Talk about friction!
But that’s the point. Writing is so much more than putting words on a page in some semblance of the right order. The LLMs can’t do anything more than that, and that’s not even taking into consideration the incredible inaccuracy of what they do.
They can’t react to the words they’ve written and figure out that they need to research more or even write another book or two before the one in progress. All that involves thinking and they can’t think.
Now I’m a science fiction writer, so I’m not going to say we won’t someday have actual artificial intelligence that can think, and possibly think in ways very different from human beings. But what we have now isn’t that.
I’m not even saying LLMs aren’t useful for some things, because obviously there are some serious uses. They can go through data and catch all the references to something, while humans will miss some of them. They’re apparently useful in catching anomalies on X-rays that radiologists might miss, though what that means is that the radiologist needs to take a second look rather than that we should replace radiologists with LLMs.
The chatbots might even be useful for the useless memos sent in most offices, though if chatbots can do that, what’s the purpose of managers?
But they can’t write good fiction.
I’m working on a novel right now, and the more I write my way into it, the more I discover about it and the more questions I have.

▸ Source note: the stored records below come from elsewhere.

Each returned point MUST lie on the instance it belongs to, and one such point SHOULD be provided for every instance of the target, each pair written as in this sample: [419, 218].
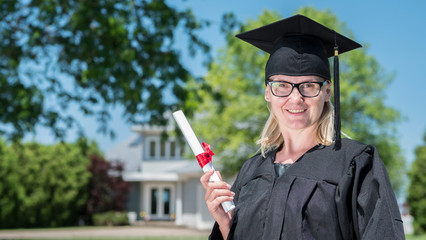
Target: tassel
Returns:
[337, 126]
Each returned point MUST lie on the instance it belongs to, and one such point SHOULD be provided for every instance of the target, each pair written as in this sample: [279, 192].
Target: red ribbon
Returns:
[206, 156]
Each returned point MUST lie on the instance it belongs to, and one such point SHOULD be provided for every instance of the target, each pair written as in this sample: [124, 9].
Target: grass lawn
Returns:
[133, 238]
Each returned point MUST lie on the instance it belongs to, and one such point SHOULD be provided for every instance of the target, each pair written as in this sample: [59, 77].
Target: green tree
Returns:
[417, 192]
[233, 111]
[91, 55]
[43, 186]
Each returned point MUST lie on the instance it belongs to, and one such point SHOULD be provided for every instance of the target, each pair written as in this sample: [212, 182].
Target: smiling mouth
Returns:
[296, 110]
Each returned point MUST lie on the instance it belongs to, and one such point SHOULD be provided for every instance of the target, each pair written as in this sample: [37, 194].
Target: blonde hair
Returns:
[271, 137]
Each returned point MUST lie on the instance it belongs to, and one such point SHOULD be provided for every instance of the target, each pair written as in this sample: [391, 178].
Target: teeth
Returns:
[296, 111]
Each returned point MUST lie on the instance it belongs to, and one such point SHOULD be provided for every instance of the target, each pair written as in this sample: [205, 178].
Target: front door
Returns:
[160, 204]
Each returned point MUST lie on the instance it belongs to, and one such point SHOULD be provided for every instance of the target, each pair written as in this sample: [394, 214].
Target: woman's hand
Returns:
[217, 193]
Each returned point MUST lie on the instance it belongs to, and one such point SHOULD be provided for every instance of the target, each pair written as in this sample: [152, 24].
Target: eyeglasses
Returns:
[306, 89]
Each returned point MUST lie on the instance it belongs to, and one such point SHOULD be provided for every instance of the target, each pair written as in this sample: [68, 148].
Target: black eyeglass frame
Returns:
[295, 85]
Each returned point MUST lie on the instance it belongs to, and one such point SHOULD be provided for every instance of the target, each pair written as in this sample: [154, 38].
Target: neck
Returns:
[296, 143]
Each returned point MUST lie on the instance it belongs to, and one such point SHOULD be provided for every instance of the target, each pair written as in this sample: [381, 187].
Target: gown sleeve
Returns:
[215, 233]
[375, 210]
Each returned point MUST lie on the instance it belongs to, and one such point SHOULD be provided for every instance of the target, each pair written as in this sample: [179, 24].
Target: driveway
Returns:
[138, 230]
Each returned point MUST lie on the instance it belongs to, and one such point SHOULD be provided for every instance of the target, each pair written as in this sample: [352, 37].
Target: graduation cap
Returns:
[299, 46]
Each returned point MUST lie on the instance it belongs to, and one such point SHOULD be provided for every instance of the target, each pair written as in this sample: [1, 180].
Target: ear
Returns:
[267, 94]
[327, 91]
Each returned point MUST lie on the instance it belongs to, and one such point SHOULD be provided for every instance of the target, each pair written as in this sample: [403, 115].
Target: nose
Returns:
[295, 96]
[296, 93]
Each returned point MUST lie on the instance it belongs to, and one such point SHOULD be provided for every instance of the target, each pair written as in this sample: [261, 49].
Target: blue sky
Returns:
[395, 33]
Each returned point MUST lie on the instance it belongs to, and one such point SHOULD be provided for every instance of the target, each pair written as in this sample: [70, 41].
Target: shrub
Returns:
[110, 218]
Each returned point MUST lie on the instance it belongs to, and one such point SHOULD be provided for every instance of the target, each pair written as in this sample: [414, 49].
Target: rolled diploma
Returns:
[198, 149]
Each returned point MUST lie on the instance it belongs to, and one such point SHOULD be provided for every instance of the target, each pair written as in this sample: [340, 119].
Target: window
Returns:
[154, 198]
[182, 150]
[152, 149]
[166, 201]
[172, 149]
[163, 149]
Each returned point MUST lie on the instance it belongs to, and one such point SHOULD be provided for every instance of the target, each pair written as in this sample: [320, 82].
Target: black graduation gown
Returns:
[326, 194]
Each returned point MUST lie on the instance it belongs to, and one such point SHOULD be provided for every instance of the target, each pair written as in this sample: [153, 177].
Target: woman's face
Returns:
[295, 111]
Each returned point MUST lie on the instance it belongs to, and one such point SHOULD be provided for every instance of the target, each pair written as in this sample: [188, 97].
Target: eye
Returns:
[308, 85]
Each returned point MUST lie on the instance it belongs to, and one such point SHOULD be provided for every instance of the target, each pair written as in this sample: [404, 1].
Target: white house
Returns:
[165, 185]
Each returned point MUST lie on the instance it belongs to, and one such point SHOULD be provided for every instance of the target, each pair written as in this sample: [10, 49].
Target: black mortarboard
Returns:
[299, 46]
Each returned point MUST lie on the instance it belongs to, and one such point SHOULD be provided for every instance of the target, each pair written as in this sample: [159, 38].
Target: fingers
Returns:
[205, 178]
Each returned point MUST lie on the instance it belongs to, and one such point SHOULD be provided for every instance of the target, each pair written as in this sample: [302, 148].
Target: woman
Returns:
[306, 183]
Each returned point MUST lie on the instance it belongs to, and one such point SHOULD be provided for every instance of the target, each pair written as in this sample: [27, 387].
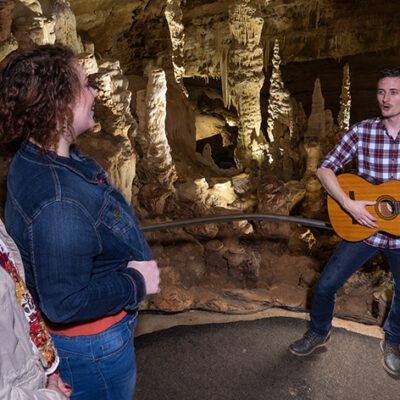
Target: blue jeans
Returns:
[102, 366]
[347, 258]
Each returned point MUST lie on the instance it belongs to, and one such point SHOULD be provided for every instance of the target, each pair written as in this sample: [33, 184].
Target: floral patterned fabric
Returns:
[40, 337]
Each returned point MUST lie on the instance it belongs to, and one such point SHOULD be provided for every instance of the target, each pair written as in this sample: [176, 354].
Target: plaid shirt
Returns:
[377, 157]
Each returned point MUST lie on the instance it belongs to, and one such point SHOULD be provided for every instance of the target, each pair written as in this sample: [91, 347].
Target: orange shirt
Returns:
[86, 328]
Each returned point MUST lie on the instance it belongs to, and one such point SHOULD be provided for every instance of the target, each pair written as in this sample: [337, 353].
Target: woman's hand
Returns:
[54, 382]
[150, 272]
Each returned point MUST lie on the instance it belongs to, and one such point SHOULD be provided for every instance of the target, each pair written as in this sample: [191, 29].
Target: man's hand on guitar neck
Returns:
[357, 209]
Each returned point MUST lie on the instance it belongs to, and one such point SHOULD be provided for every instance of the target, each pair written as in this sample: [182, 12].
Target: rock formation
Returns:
[253, 82]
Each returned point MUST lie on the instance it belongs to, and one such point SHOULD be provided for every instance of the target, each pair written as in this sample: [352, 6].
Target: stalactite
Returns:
[174, 15]
[156, 167]
[245, 80]
[279, 106]
[345, 101]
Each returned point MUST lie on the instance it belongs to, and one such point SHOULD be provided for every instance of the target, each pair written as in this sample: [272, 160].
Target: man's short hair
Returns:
[392, 72]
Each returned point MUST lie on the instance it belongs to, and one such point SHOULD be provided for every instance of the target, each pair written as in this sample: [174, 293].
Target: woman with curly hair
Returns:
[86, 260]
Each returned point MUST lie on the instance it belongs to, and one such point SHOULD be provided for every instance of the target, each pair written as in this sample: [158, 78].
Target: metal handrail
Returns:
[237, 217]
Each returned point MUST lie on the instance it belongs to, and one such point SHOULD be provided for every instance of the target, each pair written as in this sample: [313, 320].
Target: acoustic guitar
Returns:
[386, 208]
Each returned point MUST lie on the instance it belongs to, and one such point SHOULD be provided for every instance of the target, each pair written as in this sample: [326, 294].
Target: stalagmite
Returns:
[345, 101]
[112, 146]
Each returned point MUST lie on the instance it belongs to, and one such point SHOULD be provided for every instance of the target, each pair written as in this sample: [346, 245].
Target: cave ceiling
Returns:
[137, 32]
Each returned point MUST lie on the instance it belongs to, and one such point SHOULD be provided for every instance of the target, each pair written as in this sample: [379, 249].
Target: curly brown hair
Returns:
[37, 91]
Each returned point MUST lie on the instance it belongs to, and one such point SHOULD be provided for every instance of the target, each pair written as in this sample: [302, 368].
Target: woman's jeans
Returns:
[347, 258]
[102, 366]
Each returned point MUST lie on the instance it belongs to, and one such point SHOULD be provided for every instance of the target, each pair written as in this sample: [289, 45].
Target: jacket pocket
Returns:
[116, 218]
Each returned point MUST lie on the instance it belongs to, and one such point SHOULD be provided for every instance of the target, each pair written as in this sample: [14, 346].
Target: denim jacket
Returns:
[76, 234]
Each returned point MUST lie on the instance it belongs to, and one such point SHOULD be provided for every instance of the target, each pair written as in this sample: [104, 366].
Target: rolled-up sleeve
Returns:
[342, 153]
[63, 255]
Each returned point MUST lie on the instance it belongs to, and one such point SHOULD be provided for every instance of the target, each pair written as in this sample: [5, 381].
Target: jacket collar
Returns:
[81, 165]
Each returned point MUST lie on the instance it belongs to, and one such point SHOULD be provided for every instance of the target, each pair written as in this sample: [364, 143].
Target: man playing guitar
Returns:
[375, 144]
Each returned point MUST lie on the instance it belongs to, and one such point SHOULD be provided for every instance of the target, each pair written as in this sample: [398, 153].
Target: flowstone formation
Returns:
[199, 113]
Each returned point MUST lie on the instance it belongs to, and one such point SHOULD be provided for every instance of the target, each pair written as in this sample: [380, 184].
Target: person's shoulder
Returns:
[368, 124]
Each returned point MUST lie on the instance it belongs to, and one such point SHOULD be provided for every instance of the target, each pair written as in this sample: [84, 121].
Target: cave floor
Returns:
[199, 355]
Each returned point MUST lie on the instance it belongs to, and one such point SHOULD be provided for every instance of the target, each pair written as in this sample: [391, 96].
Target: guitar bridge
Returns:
[352, 197]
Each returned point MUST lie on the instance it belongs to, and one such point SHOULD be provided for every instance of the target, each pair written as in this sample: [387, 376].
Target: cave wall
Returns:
[267, 87]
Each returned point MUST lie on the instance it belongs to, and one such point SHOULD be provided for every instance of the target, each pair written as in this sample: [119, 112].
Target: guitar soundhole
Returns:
[385, 207]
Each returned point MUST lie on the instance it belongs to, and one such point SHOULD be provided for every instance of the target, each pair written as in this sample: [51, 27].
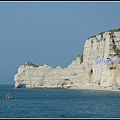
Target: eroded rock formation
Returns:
[92, 69]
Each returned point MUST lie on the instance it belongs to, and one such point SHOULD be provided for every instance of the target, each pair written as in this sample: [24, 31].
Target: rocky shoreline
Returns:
[83, 72]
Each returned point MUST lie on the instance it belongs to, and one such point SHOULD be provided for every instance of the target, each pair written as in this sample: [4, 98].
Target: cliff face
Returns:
[97, 67]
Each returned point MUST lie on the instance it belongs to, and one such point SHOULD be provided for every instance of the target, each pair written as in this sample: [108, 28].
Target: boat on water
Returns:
[8, 96]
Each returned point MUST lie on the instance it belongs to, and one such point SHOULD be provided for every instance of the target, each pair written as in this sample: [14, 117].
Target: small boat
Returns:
[8, 96]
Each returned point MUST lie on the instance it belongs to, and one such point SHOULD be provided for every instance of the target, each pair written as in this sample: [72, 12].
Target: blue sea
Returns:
[58, 103]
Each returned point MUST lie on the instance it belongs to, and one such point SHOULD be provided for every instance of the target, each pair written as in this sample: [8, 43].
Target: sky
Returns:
[52, 33]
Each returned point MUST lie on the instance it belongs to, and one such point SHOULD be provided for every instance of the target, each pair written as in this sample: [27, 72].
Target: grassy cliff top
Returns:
[30, 64]
[112, 31]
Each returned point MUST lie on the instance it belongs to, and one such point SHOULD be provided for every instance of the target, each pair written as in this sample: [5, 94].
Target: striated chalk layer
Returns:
[94, 69]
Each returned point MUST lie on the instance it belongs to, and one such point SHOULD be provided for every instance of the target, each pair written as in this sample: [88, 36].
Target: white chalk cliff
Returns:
[81, 73]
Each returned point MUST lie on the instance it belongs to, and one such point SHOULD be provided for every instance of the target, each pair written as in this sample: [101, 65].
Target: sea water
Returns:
[58, 103]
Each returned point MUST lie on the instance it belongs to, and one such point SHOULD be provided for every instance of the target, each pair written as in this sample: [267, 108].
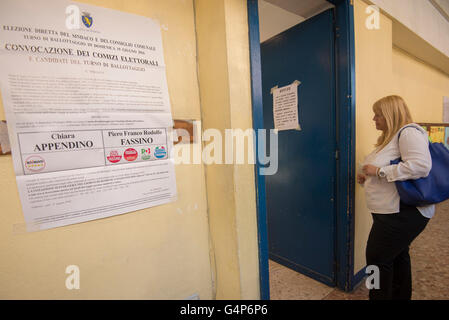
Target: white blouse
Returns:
[413, 147]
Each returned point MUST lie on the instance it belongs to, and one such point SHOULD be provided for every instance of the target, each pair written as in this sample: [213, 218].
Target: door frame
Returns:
[345, 124]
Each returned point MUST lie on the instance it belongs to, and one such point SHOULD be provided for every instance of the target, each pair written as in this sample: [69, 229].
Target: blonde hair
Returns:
[396, 114]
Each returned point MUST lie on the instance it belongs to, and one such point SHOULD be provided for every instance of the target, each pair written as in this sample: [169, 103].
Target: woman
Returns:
[395, 225]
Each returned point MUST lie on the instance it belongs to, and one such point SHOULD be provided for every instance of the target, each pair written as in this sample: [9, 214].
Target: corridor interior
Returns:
[429, 254]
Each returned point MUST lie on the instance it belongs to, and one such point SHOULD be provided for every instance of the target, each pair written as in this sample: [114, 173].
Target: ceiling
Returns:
[303, 8]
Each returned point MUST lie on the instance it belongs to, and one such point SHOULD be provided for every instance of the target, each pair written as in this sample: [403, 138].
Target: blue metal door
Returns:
[300, 197]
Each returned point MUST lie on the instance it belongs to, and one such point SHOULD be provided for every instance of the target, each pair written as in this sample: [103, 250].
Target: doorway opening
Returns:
[305, 209]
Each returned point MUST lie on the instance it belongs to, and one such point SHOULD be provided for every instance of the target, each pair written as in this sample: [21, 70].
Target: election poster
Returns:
[86, 101]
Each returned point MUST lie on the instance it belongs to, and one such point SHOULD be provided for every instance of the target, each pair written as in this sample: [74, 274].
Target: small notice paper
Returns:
[285, 107]
[446, 109]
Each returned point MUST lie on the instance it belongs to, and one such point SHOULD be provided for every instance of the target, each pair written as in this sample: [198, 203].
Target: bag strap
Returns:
[408, 126]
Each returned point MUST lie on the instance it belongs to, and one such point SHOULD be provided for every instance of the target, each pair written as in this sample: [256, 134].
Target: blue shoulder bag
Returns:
[429, 190]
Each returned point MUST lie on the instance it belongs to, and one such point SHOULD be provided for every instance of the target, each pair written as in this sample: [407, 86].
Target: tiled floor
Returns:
[430, 267]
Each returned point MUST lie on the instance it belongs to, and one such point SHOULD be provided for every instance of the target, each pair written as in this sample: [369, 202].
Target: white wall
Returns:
[421, 17]
[273, 20]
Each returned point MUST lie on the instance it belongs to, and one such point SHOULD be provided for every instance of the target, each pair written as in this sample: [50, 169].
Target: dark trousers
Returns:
[388, 249]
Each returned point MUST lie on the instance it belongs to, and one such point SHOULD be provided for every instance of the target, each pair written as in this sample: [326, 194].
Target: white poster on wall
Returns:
[285, 107]
[86, 100]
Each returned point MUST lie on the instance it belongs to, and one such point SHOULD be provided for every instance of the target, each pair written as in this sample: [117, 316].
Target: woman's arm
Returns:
[416, 160]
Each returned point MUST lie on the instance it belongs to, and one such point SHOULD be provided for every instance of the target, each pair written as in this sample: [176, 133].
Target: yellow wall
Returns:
[156, 253]
[224, 73]
[383, 70]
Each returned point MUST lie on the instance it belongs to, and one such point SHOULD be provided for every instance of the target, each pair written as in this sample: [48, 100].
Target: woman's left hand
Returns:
[370, 170]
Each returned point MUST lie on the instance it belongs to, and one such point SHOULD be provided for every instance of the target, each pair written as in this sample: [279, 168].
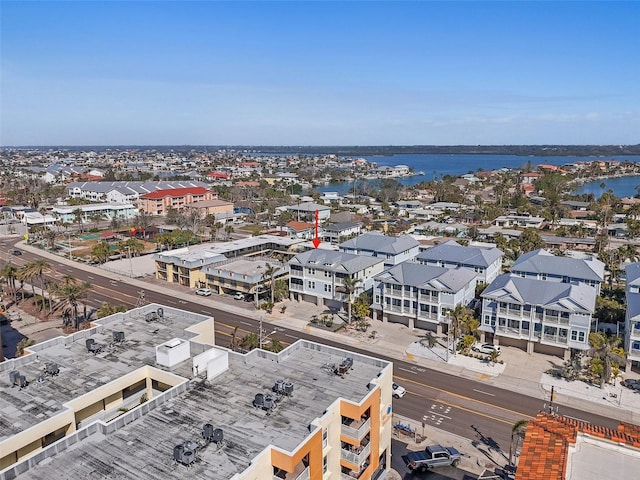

This is what makes writing hard.
I mean, I can come up with words all day. That’s easy. I can even come up with ideas all day – I have way more than I know what to do with.
But putting those words all together so that they make sense and – with any luck – transcend the original idea, now that takes work.
Now I know why students of all ages want to use chatbots to write papers for school. It’s because they see writing as a chore, not to mention that all too many people think the purpose of school is to get credentialed, not to learn things.
But as Harvard writing professor Jane Rosenzweig points out in a recent newsletter that also includes her recent piece in the Boston Globe:
I don’t assign summary and analysis because I need more summaries or analyses; I assign these projects because I want to help my students think through complex ideas and grapple with them. And I don’t ask my students to write papers because the world needs more student papers; I assign papers because I want my students to go through the process of figuring out what they think. The friction is the point.
You do the writing to learn things.
Now if you don’t care about learning, I guess getting a device to do the work for you is great (or at least, it would be great if the chatbots weren’t wildly inaccurate).
But it’s not going to turn you into a writer. The only thing that can do that is doing the writing your ownself.
You gotta have friction to get good fiction.